Onder c wordt als het sluitstuk van inspraak voorgeschreven dat het bestuursorgaan aangeeft wat met de zienswijzen wordt gedaan.

In het derde lid is bepaald dat het bestuursorgaan het eindverslag bekend maakt door toezending van het eindverslag aan de insprekers. Het vierde lid maakt hierop een uitzondering indien meer dan vijftig inspraakreacties zijn ingediend. In dat geval wordt de kennisgeving gepubliceerd in een of meer dag-, nieuws- , of huis- aan huisbladen, of op een andere geschikte wijze. In de kennisgeving dient te worden aangegeven waar en wanneer het eindverslag ter inzage ligt.

In het zesde lid wordt de burgemeester verplicht om het eindverslag te vermelden in zijn burgerjaarverslag overeenkomstig artikel 170, tweede lid, aanhef en onder b, van de Gemeentewet.

Artikel 6 Intrekking oude verordening

Met deze bepaling wordt de bestaande inspraakverordening ingetrokken. De datum waarop de oude verordening vervalt, is de datum waarop de verordening in werking treedt.

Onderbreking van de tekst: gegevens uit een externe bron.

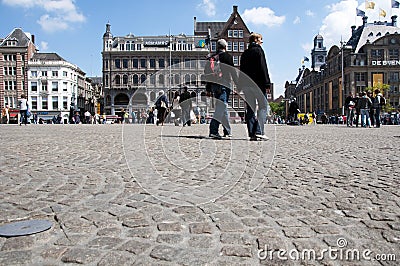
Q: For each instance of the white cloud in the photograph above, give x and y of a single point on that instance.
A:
(263, 16)
(44, 46)
(337, 24)
(59, 14)
(297, 20)
(310, 13)
(208, 6)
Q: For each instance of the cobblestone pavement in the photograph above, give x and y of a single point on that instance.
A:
(136, 195)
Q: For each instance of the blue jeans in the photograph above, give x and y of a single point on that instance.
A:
(255, 125)
(365, 117)
(378, 117)
(221, 95)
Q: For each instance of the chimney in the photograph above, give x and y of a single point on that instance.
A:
(394, 20)
(365, 19)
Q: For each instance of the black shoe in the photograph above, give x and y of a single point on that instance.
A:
(215, 136)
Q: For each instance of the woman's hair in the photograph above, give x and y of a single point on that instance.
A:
(254, 37)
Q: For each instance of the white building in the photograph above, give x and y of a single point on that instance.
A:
(53, 86)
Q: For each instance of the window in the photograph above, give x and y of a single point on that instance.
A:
(55, 102)
(135, 80)
(359, 76)
(125, 63)
(44, 103)
(241, 46)
(229, 47)
(54, 86)
(152, 63)
(135, 63)
(65, 103)
(143, 79)
(33, 86)
(142, 63)
(161, 79)
(236, 60)
(235, 46)
(44, 85)
(117, 63)
(161, 63)
(34, 103)
(393, 54)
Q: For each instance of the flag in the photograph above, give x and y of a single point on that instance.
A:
(360, 12)
(382, 12)
(369, 5)
(305, 59)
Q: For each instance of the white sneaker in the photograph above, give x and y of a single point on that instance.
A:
(262, 137)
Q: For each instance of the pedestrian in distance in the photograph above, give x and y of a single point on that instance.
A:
(254, 65)
(185, 102)
(219, 82)
(23, 110)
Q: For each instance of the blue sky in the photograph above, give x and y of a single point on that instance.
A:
(74, 28)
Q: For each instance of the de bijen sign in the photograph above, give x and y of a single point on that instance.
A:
(385, 63)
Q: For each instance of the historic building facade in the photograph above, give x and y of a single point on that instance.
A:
(15, 51)
(56, 87)
(369, 58)
(136, 68)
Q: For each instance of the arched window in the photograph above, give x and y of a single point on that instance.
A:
(187, 79)
(161, 79)
(142, 79)
(135, 80)
(153, 79)
(193, 79)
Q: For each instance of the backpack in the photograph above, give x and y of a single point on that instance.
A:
(212, 68)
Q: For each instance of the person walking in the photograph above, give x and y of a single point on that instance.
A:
(161, 106)
(5, 114)
(220, 88)
(350, 105)
(378, 102)
(254, 65)
(186, 105)
(23, 110)
(364, 104)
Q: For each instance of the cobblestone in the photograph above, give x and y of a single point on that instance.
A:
(147, 195)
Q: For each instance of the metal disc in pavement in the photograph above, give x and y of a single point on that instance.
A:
(23, 228)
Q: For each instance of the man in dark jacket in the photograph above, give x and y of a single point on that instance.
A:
(254, 66)
(221, 90)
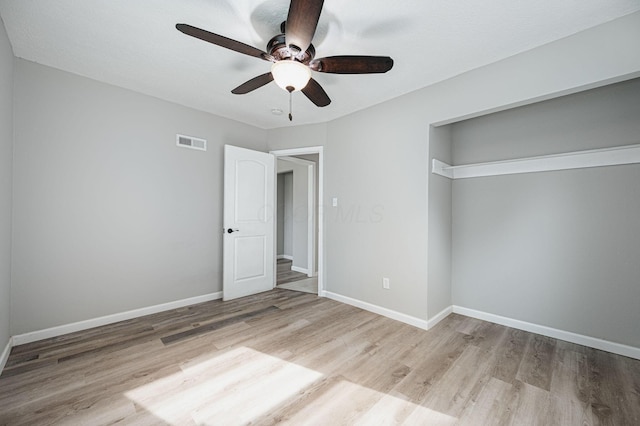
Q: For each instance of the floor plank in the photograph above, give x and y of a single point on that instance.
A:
(286, 357)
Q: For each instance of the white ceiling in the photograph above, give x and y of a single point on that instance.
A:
(134, 44)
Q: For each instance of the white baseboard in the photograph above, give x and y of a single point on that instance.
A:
(5, 354)
(34, 336)
(301, 270)
(431, 322)
(398, 316)
(592, 342)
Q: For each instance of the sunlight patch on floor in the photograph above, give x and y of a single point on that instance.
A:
(241, 385)
(233, 388)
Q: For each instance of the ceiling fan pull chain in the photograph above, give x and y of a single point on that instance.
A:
(290, 107)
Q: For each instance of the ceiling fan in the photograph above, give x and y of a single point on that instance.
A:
(292, 55)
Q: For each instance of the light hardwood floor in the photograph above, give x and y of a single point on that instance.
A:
(286, 357)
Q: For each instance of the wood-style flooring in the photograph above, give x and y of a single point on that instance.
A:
(285, 357)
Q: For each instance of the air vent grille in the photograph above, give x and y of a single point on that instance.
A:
(191, 142)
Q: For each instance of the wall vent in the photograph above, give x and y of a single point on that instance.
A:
(191, 142)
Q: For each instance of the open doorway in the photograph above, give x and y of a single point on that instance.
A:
(298, 220)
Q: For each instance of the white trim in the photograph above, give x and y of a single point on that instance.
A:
(34, 336)
(431, 322)
(320, 151)
(592, 342)
(5, 354)
(613, 156)
(301, 270)
(398, 316)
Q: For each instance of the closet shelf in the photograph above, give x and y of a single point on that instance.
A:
(628, 154)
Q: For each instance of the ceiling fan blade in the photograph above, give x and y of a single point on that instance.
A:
(352, 64)
(316, 93)
(302, 21)
(253, 84)
(222, 41)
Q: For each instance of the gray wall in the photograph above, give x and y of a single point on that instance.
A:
(109, 214)
(560, 249)
(376, 159)
(440, 227)
(6, 154)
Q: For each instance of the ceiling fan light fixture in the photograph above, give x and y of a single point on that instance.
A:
(290, 74)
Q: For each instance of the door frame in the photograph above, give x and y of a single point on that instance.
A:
(310, 166)
(320, 217)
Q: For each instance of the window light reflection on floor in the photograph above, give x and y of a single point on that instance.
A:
(242, 384)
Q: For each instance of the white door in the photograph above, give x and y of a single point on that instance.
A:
(248, 241)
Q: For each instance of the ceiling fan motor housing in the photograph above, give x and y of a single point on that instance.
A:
(279, 51)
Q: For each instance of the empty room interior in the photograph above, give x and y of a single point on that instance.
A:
(439, 224)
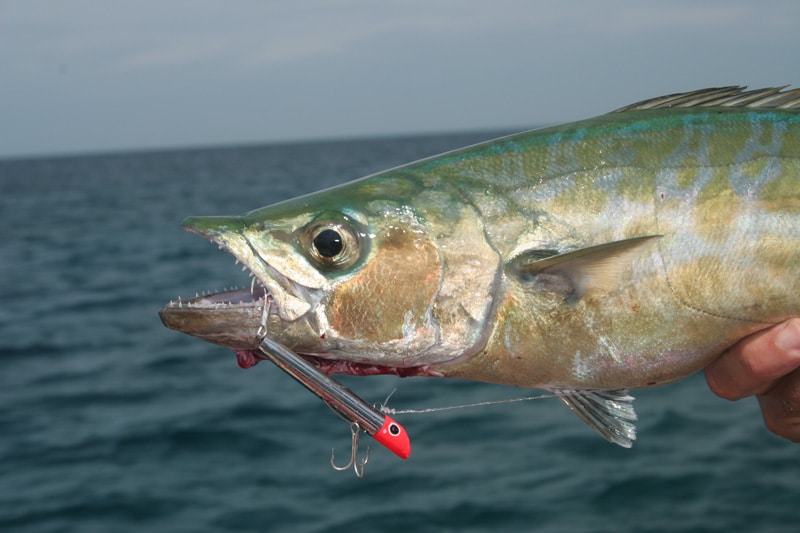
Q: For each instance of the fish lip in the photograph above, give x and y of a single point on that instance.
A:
(290, 299)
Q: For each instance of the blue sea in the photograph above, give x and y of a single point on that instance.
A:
(111, 423)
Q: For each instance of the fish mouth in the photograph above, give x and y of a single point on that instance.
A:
(237, 319)
(274, 304)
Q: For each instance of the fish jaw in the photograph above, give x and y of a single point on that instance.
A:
(237, 319)
(290, 295)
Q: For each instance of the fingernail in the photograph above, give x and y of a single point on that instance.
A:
(788, 338)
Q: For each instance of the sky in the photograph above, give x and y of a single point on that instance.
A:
(87, 76)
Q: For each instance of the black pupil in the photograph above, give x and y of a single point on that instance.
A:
(328, 243)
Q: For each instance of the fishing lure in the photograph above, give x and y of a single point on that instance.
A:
(342, 400)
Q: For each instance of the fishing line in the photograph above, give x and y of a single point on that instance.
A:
(391, 411)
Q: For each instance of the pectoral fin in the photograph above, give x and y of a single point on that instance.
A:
(594, 269)
(609, 412)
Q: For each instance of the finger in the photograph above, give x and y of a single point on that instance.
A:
(753, 364)
(781, 407)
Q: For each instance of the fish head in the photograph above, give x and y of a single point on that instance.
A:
(364, 278)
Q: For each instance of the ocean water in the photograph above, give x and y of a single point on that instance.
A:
(110, 422)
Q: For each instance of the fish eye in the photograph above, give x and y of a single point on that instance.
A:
(328, 243)
(332, 244)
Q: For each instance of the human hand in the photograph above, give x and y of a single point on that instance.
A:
(765, 364)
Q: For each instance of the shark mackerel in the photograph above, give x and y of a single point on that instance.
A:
(623, 251)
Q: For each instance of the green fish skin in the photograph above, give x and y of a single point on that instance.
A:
(623, 251)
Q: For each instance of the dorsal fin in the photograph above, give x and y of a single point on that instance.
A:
(733, 96)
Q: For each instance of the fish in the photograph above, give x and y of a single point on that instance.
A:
(619, 252)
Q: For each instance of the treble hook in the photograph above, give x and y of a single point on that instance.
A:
(358, 466)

Artikel 7 Inwerkingtreding

Deze verordening treedt conform het bepaalde in artikel 142 van de Gemeentewet de achtste dag na die van de bekendmaking in werking.

Artikel 8 Citeertitel

Deze verordening wordt aangehaald als: Inspraakverordening Landgraaf 2010. In de citeertitel is een jaartal opgenomen om onduidelijkheid over de geldende verordening te voorkomen.